Seeing the mother of your unborn child on the cover of countless gossip rags with salacious headlines (“Kim’s Greatest Fear: He’s Gay,” read one) would drive even the most stable man to fits of inner rage. 'Ye’s always been extra, though, so although he had to go into this Kardashian plunge with knowledge of the inevitable circus, his seems to not be the best disposition for the world’s seedy shenanigans when it comes to KimYe.

Days after his Adult Swim monologue and before his SNL appearance, he showed up on promos alongside Ben Affleck and Fred Armisen. He was ice-grilling up a storm. And given reports of the dark nature of some of the music slated to make his new album (with a June 18 street date), well, we knew we weren’t getting “The New Workout Plan”-era Kanye.

Instead, we got a pitch-black stage with projected images of snarling, rabid dogs (or wolves) in the back.

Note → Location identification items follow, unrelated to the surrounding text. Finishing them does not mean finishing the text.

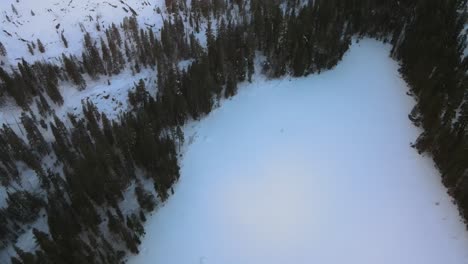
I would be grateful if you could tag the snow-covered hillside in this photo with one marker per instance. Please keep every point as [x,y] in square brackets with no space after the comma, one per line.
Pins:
[310,170]
[25,21]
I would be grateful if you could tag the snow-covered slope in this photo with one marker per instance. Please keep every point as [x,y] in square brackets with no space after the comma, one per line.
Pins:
[25,21]
[310,170]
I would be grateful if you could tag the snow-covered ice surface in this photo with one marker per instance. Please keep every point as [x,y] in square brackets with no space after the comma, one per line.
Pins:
[309,170]
[48,19]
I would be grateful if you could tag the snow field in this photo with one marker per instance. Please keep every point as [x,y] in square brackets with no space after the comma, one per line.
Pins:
[309,170]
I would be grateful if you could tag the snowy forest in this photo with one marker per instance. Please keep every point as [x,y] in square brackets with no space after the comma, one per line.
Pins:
[88,164]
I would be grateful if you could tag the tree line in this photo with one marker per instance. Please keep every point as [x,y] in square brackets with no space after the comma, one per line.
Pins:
[96,159]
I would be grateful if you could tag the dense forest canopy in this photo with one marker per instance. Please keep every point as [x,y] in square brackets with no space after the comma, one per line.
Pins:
[96,159]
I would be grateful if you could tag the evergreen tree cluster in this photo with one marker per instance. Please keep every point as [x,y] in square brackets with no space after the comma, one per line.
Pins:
[97,158]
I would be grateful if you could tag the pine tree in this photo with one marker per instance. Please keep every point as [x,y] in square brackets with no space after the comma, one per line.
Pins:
[40,46]
[3,51]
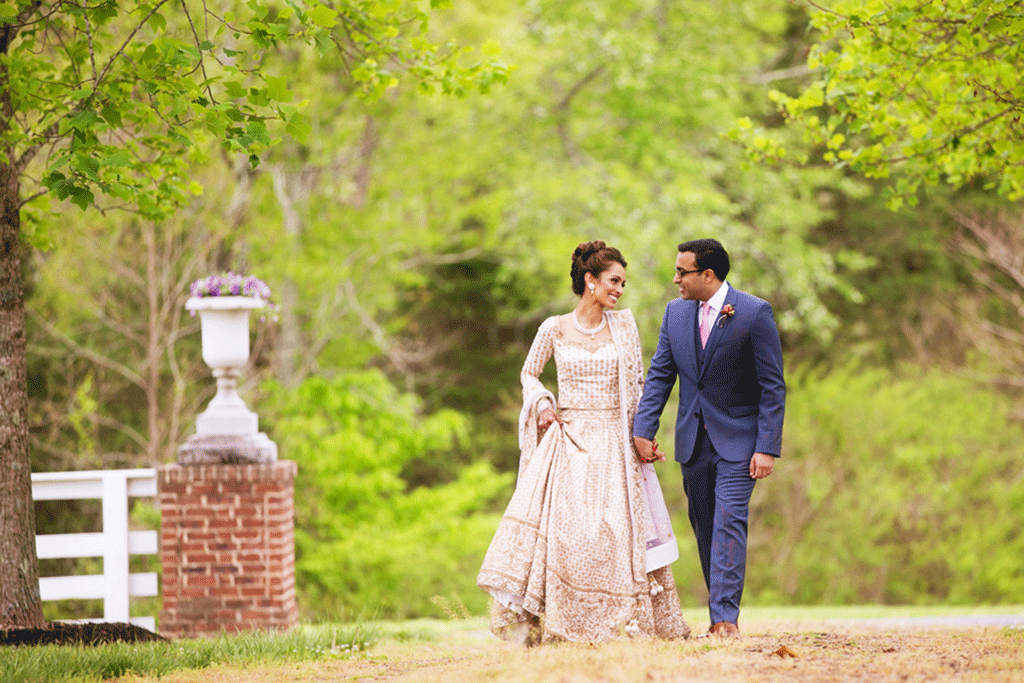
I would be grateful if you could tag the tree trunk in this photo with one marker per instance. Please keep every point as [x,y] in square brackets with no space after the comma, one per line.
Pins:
[20,606]
[19,602]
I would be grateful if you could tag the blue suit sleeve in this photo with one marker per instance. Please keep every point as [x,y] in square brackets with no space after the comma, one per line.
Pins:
[768,367]
[660,379]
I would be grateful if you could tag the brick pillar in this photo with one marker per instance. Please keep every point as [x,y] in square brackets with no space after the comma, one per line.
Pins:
[227,548]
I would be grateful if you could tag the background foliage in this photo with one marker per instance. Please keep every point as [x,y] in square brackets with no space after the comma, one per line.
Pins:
[416,241]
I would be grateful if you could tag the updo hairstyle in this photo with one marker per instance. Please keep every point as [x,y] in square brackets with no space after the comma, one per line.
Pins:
[593,257]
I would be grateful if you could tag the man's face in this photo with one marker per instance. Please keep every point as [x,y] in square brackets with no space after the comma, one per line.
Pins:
[688,279]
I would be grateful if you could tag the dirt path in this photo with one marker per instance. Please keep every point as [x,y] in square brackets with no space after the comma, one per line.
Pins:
[795,652]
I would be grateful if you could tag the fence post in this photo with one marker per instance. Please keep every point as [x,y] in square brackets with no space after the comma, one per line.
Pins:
[116,565]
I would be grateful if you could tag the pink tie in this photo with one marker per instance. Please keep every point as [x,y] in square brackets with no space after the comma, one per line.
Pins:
[705,324]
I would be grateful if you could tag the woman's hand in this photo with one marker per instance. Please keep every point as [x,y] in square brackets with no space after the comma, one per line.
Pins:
[546,419]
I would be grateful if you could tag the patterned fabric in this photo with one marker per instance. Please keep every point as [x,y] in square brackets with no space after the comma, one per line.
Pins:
[569,558]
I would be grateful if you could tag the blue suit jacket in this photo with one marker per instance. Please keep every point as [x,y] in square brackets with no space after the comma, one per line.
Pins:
[738,388]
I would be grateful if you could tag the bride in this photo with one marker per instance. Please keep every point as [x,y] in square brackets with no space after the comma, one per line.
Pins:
[583,550]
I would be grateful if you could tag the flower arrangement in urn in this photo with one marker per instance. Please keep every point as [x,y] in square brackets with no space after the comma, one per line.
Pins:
[233,285]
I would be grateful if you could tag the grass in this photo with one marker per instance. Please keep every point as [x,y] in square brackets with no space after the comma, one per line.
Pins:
[60,663]
[463,650]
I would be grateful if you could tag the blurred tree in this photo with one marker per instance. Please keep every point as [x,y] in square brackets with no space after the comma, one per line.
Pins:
[930,90]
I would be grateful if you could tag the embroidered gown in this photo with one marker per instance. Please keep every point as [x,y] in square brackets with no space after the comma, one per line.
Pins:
[583,550]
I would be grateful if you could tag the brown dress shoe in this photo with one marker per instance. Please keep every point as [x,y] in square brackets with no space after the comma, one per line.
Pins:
[724,630]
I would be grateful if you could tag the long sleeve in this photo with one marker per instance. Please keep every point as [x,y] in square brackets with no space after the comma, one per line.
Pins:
[534,391]
[540,352]
[768,367]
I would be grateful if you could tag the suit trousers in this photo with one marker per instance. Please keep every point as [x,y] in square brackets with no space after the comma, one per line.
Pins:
[718,494]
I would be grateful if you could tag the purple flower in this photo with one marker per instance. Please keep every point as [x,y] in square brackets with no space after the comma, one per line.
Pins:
[233,285]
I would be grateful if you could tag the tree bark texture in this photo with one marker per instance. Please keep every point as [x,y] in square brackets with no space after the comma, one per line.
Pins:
[19,602]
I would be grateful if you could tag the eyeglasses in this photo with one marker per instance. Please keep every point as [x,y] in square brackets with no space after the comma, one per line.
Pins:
[683,273]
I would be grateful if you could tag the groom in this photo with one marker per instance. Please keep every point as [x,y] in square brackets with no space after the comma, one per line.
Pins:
[723,346]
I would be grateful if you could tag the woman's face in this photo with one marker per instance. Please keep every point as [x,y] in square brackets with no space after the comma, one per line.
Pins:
[608,287]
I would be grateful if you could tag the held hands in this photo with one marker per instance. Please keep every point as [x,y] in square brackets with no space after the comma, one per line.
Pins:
[761,465]
[647,450]
[545,420]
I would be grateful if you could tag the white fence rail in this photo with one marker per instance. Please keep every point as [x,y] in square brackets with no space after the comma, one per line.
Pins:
[115,544]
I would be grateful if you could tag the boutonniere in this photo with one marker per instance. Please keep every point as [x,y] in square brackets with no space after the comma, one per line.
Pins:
[727,312]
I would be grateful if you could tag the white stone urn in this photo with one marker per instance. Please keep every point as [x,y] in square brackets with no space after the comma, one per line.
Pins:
[227,431]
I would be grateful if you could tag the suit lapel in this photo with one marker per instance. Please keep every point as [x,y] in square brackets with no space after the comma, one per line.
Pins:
[690,340]
[717,331]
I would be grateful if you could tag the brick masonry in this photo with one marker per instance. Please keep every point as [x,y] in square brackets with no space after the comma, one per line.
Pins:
[227,548]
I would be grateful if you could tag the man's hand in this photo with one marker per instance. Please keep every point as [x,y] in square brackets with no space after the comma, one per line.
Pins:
[761,465]
[546,419]
[647,450]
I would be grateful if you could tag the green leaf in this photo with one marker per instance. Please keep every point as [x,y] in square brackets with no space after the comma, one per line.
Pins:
[323,16]
[257,130]
[119,159]
[82,198]
[276,88]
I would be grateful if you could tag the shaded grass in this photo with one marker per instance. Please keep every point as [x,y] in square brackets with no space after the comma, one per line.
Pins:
[59,663]
[464,650]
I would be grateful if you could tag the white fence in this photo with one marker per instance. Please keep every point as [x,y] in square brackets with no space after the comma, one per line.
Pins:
[114,544]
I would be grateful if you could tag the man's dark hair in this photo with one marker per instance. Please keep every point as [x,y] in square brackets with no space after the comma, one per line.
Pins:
[710,254]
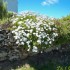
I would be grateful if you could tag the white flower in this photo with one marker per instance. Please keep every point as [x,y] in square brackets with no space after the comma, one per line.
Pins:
[34,49]
[31,31]
[46,42]
[22,43]
[39,41]
[20,22]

The song was “Black Skinhead.” Sonically, it was divergent for Kanye. That’s what we expect with his albums: change. He later Twitpic’d the lyrics:

His second and final performance was for “New Slaves,” where a defiant ‘Ye spit the entire song standing absolutely still and dropped enough N-bombs on network television to most definitely have the FCC pattin’ them NBC pockets (“where that money wad at?). And there were more shots at the paparazzi, companies he’s in business with and somebody with a spouse in the Hamptons.

For a dude that once said he was “beasting off the Riesling” and felt the need to quasi-excuse himself while he was interrupting a teenage white girl to go to bat for a video that inspired these type of parodies, this New Kanye is something to behold. We still don’t have an official tracklisting for his new album; just the title (Yeezus) and the artwork.

With 98 percent of these pop (and hip-hop) artists intent on kowtowing to college kids and highschoolers with glow sticks, you have to be excited that maybe the most creative artist of his generation is stalk-raving angry and taking it out on everyone in his music. Tell us why you mad, ‘Ye.